Healio: How will this trial be conducted?

Nieva: We have enrolled the first four patients. All of them completed the initial phase, which includes the first three administrations in the office, then subsequent administrations transferred to home. We expect this trial will complete next summer, regardless of the number of patients enrolled, because we want to get the experience out there. So far, we are getting a very nice experience and very good feedback from patients. We are finding that they really do appreciate not having to come into the cancer center to get their treatments.

Healio: How might this trial change clinical practice?

Nieva: Fewer patients will need to come into the infusion centers, and there will be a demand from some patients for the checkpoint inhibitors that offer a subcutaneous route. Not every PD-1-blocking agent is available in subcutaneous formulation — in fact, the majority are not. I think the manufacturers who make the effort to create these formulations are going to have an advantage. Now that we have nearly 10 PD-1 blockers on the market, there will be some competition among manufacturers for market share.

Healio: How has the availability of remote monitoring through wearable devices made at-home treatment more feasible?

Nieva: This has made patient assessment better, because now we can track how many steps the patient has taken in the past week, and see how that changed from the previous visit. It helps us get a better sense of our patients’ physical functioning, even when they’re not in the office.

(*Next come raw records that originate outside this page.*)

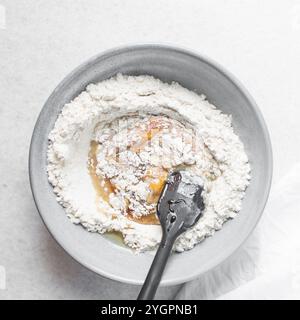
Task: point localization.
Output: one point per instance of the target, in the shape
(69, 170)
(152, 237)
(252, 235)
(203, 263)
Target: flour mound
(186, 131)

In the office, it’s very easy to tell how a patient is functioning — even by just watching them move from the chair onto the examination table. Depending on how that movement is conducted, we get a sense of how sick or frail a patient is. It’s a bit harder to do by telemedicine. You have to ask additional questions, and you may need to bring in additional data. In this trial, we will capture that data from a smartphone that we provide to participants. They also use a wrist-worn, consumer-grade fitness monitor, like a Fitbit, to capture that information. We then present all of this information to the physician in a database form.